Sie greift auch ein, wenn sich Ehegatten in einem gemeinschaftlichen Testament gegenseitig als Vorerben und einen oder mehrere Dritte, etwa ihre Abkömmlinge, als Nacherben einsetzen ohne ausdrücklich zu bestimmen, wer Erbe des zuletzt versterbenden Ehegatten sein soll (BGH FamRZ 87, 475, 476), was oft übersehen wird. Der Dritte ist nicht nur Nacherbe des zunächst verstorbenen Ehegatten, sondern kann auch Vollerbe des länger lebenden Ehegatten sein, nämlich als Ersatzerbe für den zunächst verstorbenen Ehegatten (BGH ZEV 99, 26). Gleichwohl bleibt in jedem Fall zu prüfen, ob die Auslegungsregel des § 2102 I widerlegt ist, ebenso, ob diese Testamentsklausel wechselbezüglich ist.

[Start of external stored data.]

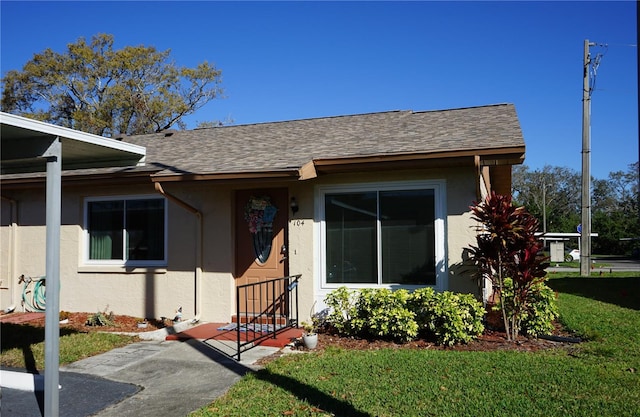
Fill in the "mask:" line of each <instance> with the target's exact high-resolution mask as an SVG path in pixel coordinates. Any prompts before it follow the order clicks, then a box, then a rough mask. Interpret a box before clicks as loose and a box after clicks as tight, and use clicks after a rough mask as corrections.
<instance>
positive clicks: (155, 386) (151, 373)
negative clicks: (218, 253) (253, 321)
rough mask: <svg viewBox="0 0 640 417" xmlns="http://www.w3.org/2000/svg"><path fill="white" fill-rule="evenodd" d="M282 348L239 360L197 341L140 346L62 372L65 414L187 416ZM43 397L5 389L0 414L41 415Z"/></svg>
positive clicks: (206, 403) (154, 342) (126, 415)
mask: <svg viewBox="0 0 640 417" xmlns="http://www.w3.org/2000/svg"><path fill="white" fill-rule="evenodd" d="M284 349H288V348H284ZM280 350H281V348H278V347H265V346H257V347H255V348H253V349H251V350H249V351H247V352H244V353H243V354H242V356H241V358H242V361H241V362H237V361H235V360H233V359H231V358H229V357H227V356H225V355H223V354H221V353H219V352H218V351H216V350H215V349H212V348H211V346H210V345H209V344H208V342H206V341H201V340H196V339H192V340H187V341H184V342H178V341H170V342H167V341H157V340H152V341H144V342H138V343H134V344H131V345H128V346H125V347H122V348H118V349H114V350H112V351H110V352H107V353H104V354H101V355H97V356H93V357H91V358H87V359H83V360H81V361H78V362H74V363H72V364H70V365H67V366H65V367H62V368H60V385H61V386H62V388H61V390H60V413H59V414H60V416H65V417H76V416H77V417H84V416H97V417H112V416H113V417H116V416H117V417H126V416H136V417H146V416H148V417H152V416H153V417H156V416H167V417H179V416H186V415H187V414H188V413H190V412H191V411H194V410H196V409H198V408H200V407H202V406H205V405H207V404H209V403H210V402H212V401H213V400H214V399H216V398H218V397H219V396H221V395H222V394H224V393H225V392H226V391H227V390H228V389H229V388H230V387H231V386H232V385H233V384H235V383H236V382H237V381H238V380H239V379H240V378H242V376H243V375H245V374H246V373H247V372H251V371H253V370H257V369H259V366H257V365H255V363H256V361H258V360H259V359H261V358H263V357H265V356H269V355H272V354H274V353H276V352H278V351H280ZM43 398H44V397H43V393H42V391H39V392H38V391H36V392H35V393H34V392H28V391H21V390H16V389H7V388H2V402H1V404H0V414H1V415H3V416H4V415H7V416H9V415H10V416H17V417H22V416H24V417H36V416H41V415H42V410H41V408H42V403H43Z"/></svg>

Ist auch der als Nacherbe eingesetzte Dritte vor dem längerlebenden Ehegatten verstorben, so stellt sich die ungeklärte Frage, ob zugunsten der Abkömmlinge des ersteren die Zweifelsregeln aus § 2069 und § 2102 I kombiniert werden dürfen (Schlesw NJW-RR 14, 73 [OLG Schleswig 12.08.2013 - 3 Wx 27/13]).

II. Widerlegung.

 

Rn 3

Sie verlangt die Feststellung eines Erblasserwillens, wonach der Nacherbe nur als Nacherbe berufen sein soll. Dies wird häufig der Fall sein, wenn die Vor- und Nacherbschaft nicht mit Rücksicht auf die Person des Vorerben, sondern auf die des Nacherben angeordnet ist, insb wenn der Nacherbfall mit einem bestimmten Ereignis in der Person des Nacherben (Lebensalter, Heirat, Prüfung) eintritt.

 

Rn 4

Die Beweislast für die Widerlegung der Auslegungsregel trägt, wer Rechte daraus herleitet, dass der Nacherbe nicht auch zum Ersatzerben eingesetzt ist. Ist die Auslegungsregel widerlegt, so treten die gesetzlichen Erben des Erblassers als Vorerben ein (§ 2105 I).

III. Keine Umkehrbarkeit.

 

Rn 5

Der Ersatzerbe ist im Zweifel nicht auch Nacherbe (§ 2102 II). Indessen bleibt die Möglichkeit offen, dass der Erblasser laienhaft von dem einen Institut gesprochen, aber das andere gemeint hat (s Rn 7).